Medicolegal claims: UK and US outlook

As an example of potential long-term issues, five years on from the widening of the licensing, in January 2026, the MHRA issued a drug safety alert regarding GLP-1s highlighting the potential risk of severe acute pancreatitis. 

Healthcare practitioners were advised to remain vigilant for signs and symptoms of this, and to provide appropriate safety netting advise to patients if they develop relevant symptoms. The alert flags that private prescription may not always appear on a patient’s medical record so if a patient generally presents with these symptoms, the medical professional should enquire about GLP-1 use.

While there have not, as yet, been any civil clinical negligence claims that have hit the UK courts, it is not hard to see how a patient could seek to bring a claim if they were to suffer side effects that they did not consider they were warned about, or if they did not achieve the desired results or disputing the suitability of the prescription of the medication at all. 

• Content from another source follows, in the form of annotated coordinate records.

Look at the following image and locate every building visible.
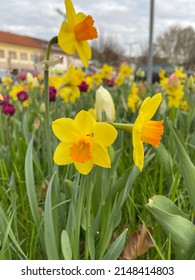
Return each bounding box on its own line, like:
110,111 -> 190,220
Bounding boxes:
0,31 -> 83,73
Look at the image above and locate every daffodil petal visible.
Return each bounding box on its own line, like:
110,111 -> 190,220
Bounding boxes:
75,41 -> 91,67
74,110 -> 96,135
133,141 -> 144,171
53,143 -> 73,165
58,21 -> 76,55
93,122 -> 117,147
52,118 -> 78,143
140,93 -> 162,121
65,0 -> 76,28
75,12 -> 86,24
132,112 -> 144,147
92,143 -> 111,168
74,160 -> 94,175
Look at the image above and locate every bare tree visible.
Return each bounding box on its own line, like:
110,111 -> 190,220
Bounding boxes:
155,25 -> 195,68
92,33 -> 124,67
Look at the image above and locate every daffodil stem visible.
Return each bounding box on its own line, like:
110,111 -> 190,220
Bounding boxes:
74,175 -> 86,260
85,171 -> 93,260
44,36 -> 58,178
110,123 -> 133,133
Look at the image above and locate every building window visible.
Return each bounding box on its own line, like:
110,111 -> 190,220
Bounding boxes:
20,53 -> 28,60
31,53 -> 38,64
0,50 -> 5,58
9,51 -> 16,59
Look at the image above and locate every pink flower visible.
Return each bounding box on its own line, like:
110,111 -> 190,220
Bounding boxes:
17,90 -> 28,102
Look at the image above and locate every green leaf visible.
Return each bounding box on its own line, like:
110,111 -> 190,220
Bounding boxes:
169,122 -> 195,210
25,138 -> 40,227
103,229 -> 128,260
61,230 -> 72,260
146,196 -> 195,260
44,172 -> 59,260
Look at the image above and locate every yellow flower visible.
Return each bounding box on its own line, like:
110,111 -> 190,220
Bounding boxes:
119,65 -> 133,78
58,0 -> 98,67
133,93 -> 164,171
114,73 -> 124,86
100,63 -> 113,79
92,72 -> 103,86
52,110 -> 117,175
95,86 -> 116,122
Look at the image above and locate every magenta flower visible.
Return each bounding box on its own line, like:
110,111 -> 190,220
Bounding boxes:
0,93 -> 9,105
2,103 -> 15,116
49,87 -> 57,101
78,81 -> 89,92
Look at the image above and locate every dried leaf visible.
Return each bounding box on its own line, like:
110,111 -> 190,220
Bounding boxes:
121,224 -> 154,260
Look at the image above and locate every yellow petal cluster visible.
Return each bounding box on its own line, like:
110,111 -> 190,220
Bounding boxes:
58,0 -> 98,67
132,93 -> 164,171
52,110 -> 117,175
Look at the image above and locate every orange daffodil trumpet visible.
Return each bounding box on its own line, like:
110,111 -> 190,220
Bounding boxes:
52,110 -> 117,175
132,93 -> 164,171
112,93 -> 164,171
58,0 -> 98,67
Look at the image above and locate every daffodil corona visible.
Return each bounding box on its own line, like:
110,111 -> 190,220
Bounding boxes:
132,93 -> 164,171
58,0 -> 98,67
52,110 -> 117,175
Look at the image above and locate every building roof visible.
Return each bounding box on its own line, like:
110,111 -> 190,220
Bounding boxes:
0,31 -> 61,52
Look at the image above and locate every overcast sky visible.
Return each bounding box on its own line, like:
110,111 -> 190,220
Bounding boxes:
0,0 -> 195,53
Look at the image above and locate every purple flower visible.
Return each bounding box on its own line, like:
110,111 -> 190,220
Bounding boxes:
2,103 -> 15,116
0,93 -> 9,105
17,90 -> 28,102
49,87 -> 57,101
78,81 -> 89,92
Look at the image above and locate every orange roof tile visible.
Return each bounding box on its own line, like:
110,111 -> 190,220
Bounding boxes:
0,31 -> 62,52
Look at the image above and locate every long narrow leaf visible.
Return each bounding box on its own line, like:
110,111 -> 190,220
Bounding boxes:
146,196 -> 195,260
44,173 -> 59,260
169,122 -> 195,210
103,229 -> 128,260
25,138 -> 40,227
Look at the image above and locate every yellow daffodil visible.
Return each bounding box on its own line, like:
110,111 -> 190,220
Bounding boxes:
100,63 -> 113,79
114,73 -> 124,87
92,72 -> 103,86
132,93 -> 164,171
52,110 -> 117,175
58,0 -> 98,67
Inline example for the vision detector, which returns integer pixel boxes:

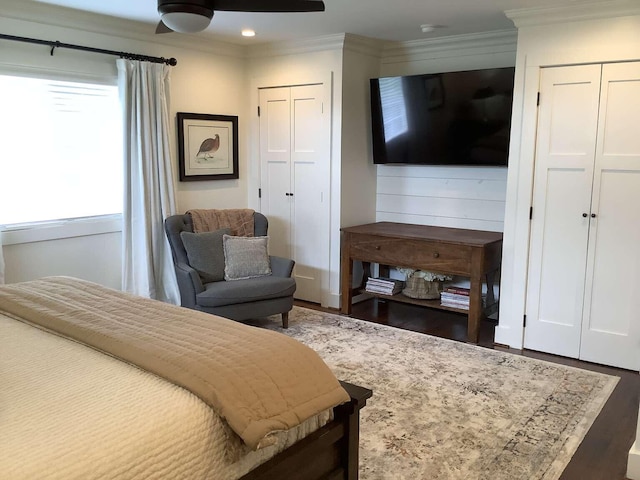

In America, GLP-1 based drugs have been approved for weight management since 2005. There is some legal activity in the US courts relevant to this, focused more on product liability claims, with allegations that manufacturers failed to adequately warn about certain risks, particularly gastrointestinal side effects including pancreatitis. Lawsuits have been filed against the makers of Ozempic, Wegovy and Mounjaro and as of early 2026 there were over 3,300 lawsuits pending across American courts, divided into general injuries and vision loss and focusing on a failure to provide adequate warnings. The outcomes remain to be seen as they are in early stages but it is clear these may influence future regulatory requirements and the approach to risk disclosure, as well as an increase in patients bringing claims either against the manufacturer or the prescriber. 

Balancing access and risk

It should not be forgotten that GLP-1 based drugs are highly effective when used as intended, offering significant benefits for individuals managing type 2 diabetes and obesity. For many patients, these medications are not simply a matter of choice but a crucial part of their treatment plan, improving health outcomes and quality of life. From an ethical and public health perspective, it is essential to ensure equitable access to GLP-1 therapies for those who need them. However when governing access there must be a balance between this and the risk of exposing practitioners to claims. 

It should also be borne in mind that prescribing GLP-1 based drugs is not simply a matter of managing risks related to taking it – healthcare practitioners must also weigh up the potential harms of withholding treatment for patients facing significant health challenges associated with obesity, and the pressure on the healthcare system in the long run if this is left untreated. The decision to prescribe should involve a careful consideration of the patient’s overall risk profile and involve shared decision making, clear communication and thorough documentation. 

What this means for prescribers

The growing popularity of GLP-1 for weight management has brought new opportunities and challenges for healthcare practitioners. As demand for these medications increases, clinicians are faced with complex decisions about patient selection, consent, and ongoing monitoring. While the clinical benefits are well documented, the long-term outlook and legal landscape remains uncertain, particularly regarding potential liability for prescribers.

Ultimately, the responsible prescription of GLP-1 weight loss injections requires practitioners to balance clinical judgement with legal and ethical obligations - ensuring patient safety, informed consent, and robust documentation remain at the heart of every decision.